BEIRUT (Reuters) – A convoy of Syrian Kurdish fighters has pulled out of the flashpoint area of Manbij in northern Syria, close to territory controlled by Turkey, Syria’s defense ministry said on Wednesday.
Some 30 km (20 miles) from the Turkish border, the town occupies a critical spot on the map of the Syrian conflict, near the junction of three separate blocks of territory that form spheres of Russian, Turkish and – for now – U.S. influence.
“According to information, approximately 400 Kurdish fighters have left Manbij so far,” the Syrian defense ministry said. Their departure was in line with an agreement “for the return of normal life to the area of northern Syria,” it said.
The ministry showed online a video of dozens of vehicles traveling along an unmade road carrying armed fighters, some waving the flags of the Kurdish-led People’s Protection Units (YPG) militia and its female counterpart the YPJ.

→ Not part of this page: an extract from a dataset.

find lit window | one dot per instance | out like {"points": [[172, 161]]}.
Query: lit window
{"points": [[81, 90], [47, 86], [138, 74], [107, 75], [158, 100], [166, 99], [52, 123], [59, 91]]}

The YPG is the strongest element in the Syrian Defense Forces (SDF), a coalition of militias that the United States has backed in its campaign against Islamic State, helping it capture swathes of north and east Syria.
Fearing an attack by Turkey after a U.S. pull-out from Syria, the YPG asked Syrian government forces to deploy in the area around Manbij.
There was no immediate comment from the YPG or the SDF on the withdrawal or on how many fighters might remain in Manbij.
Turkey regards the YPG as a terrorist group tied to the PKK inside its own borders, and has staged incursions into Syria in support of Syrian rebels to push it from the Turkish frontier.
As a result of one of those incursions, Turkish-backed forces have held an area bordering Manbij since 2016, and Ankara has repeatedly demanded that the YPG leave the area and cross to the east bank of the Euphrates.
The YPG previously announced it had pulled its forces out of Manbij and has said fighters still in the area belonged to a local militia allied to the SDF.
U.S. forces have underpinned stability in Manbij since Islamic State’s defeat there in 2016, and have conducted joint patrols with Turkish forces since November in an effort to allay Ankara’s security concerns.